The country has begun a $356-million emergency loan program to support retailers, airlines, shipping companies, and travel agencies hit by the sudden plunge in Chinese business.
China buys about 25 percent of South Korea’s exports, and many South Korean industries rely on parts from China. Hyundai Motor is suffering from lack of Chinese-made components.
Analysts see the virus’s impact as cutting South Korea’s economic growth rate to less than 2 percent this year.
The government issued a health “red alert” on 23 February after confirming more than 600 domestic cases of the illness.
TRENDPOST: South Korea, Asia’s fourth-largest economy, joins its neighbors in facing a viral economic crisis.
Japan, which also depends on trade with China, saw its economy shrink 6 percent in 2019 before the virus added another burden.

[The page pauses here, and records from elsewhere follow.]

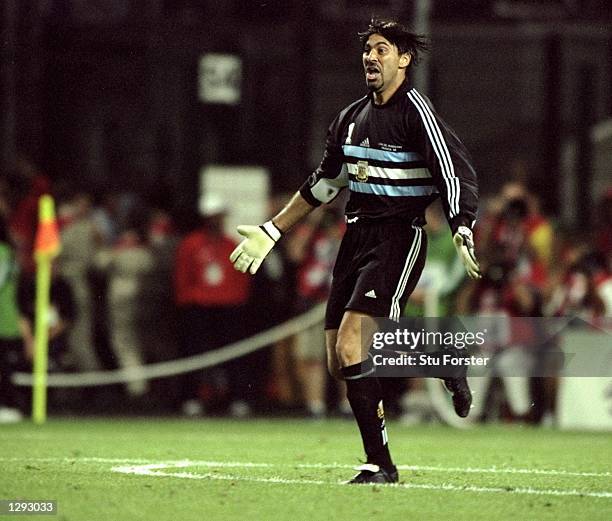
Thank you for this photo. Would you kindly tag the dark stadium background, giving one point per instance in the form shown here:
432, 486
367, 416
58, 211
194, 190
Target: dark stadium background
103, 93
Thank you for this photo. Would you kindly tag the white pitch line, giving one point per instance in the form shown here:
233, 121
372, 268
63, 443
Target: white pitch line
237, 464
153, 470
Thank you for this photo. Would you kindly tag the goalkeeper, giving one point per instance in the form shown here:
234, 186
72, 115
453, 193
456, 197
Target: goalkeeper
395, 155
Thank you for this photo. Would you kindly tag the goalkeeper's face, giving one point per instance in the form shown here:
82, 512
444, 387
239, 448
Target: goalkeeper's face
384, 66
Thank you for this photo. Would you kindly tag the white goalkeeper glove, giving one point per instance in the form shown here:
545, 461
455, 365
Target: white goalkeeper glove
464, 244
251, 252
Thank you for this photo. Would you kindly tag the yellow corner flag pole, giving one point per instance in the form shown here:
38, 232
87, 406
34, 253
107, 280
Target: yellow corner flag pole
46, 248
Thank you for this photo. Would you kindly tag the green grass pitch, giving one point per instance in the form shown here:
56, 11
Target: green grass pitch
183, 470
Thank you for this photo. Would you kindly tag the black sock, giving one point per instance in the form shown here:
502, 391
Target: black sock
364, 393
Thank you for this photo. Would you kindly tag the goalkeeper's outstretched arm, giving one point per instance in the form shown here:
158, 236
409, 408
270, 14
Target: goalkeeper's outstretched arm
259, 240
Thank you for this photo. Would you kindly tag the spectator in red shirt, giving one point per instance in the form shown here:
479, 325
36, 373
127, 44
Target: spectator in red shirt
208, 294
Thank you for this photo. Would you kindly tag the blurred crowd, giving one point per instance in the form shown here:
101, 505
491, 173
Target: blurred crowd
134, 285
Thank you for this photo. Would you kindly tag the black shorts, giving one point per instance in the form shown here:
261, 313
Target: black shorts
377, 268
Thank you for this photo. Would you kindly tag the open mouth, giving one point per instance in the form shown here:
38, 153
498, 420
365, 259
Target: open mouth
372, 72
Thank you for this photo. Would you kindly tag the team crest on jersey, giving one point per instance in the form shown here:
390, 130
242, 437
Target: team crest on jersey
362, 171
380, 411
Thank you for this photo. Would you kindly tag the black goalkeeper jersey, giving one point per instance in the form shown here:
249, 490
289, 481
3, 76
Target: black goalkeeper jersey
395, 160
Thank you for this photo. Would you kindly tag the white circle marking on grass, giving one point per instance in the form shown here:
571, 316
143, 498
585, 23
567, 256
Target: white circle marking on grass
160, 470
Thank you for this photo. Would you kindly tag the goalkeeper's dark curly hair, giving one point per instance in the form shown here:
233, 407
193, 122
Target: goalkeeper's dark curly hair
400, 35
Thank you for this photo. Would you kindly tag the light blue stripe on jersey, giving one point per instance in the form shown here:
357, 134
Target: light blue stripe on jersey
380, 155
390, 190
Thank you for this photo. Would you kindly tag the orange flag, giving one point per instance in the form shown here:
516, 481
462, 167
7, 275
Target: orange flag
47, 241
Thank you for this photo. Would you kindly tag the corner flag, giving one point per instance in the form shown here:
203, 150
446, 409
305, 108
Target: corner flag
46, 248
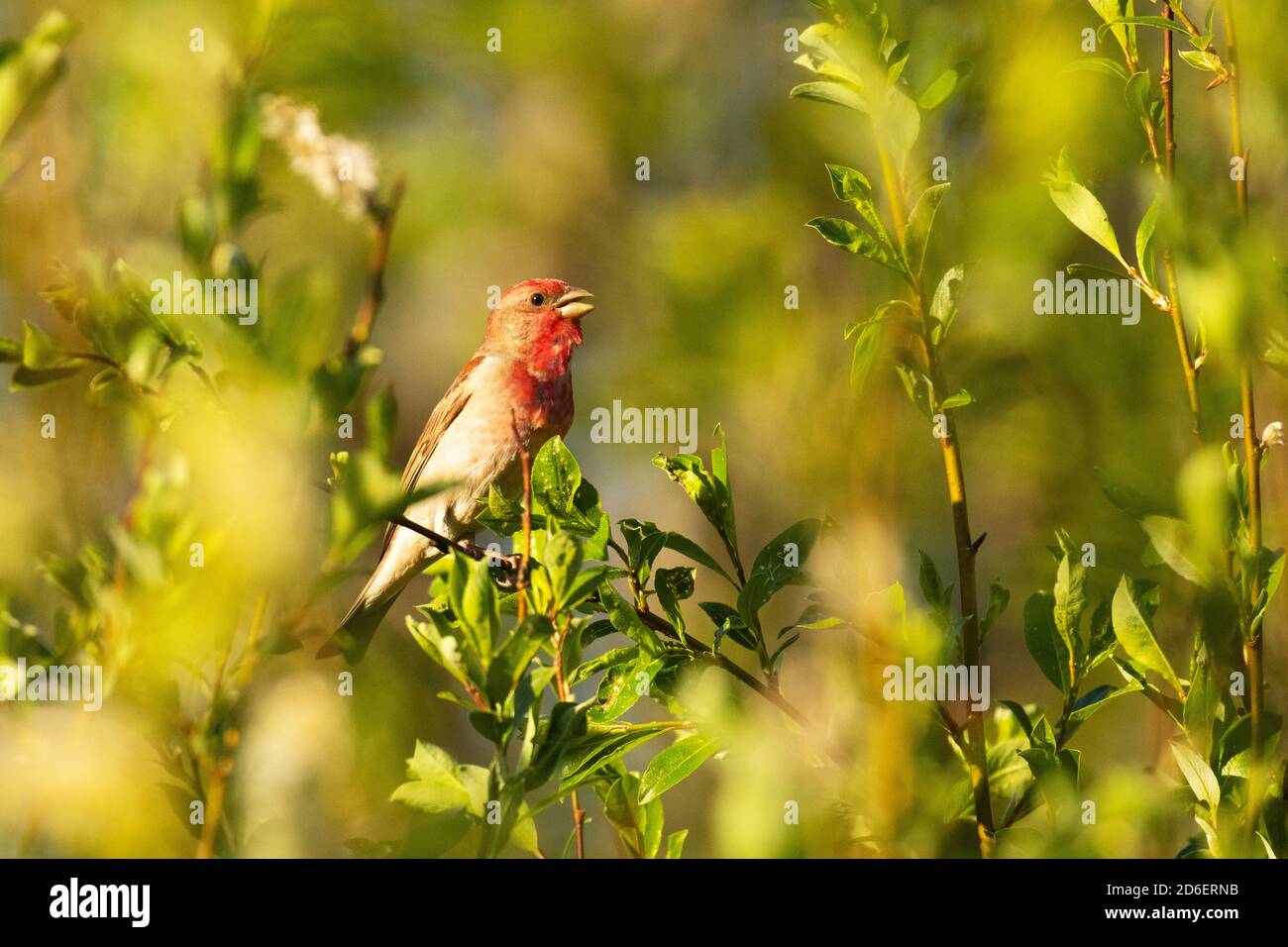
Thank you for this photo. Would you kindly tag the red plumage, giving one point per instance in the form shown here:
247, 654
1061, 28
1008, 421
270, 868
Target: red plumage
519, 381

The sudden loss of Chinese trade probably will tip Japan into recession, analysts say.
Singapore has begun subsidizing jobs in affected industries as well as offering corporate tax rebates and special props for aviation, travel, and tourism.
China’s central bank has cut its interest rates and implemented other measures to help its own businesses endure the crisis.
Overall, the harder the virus hits and the more money pumped into financial systems and economies to prop them up, the lower currencies will fall and the higher gold prices will rise.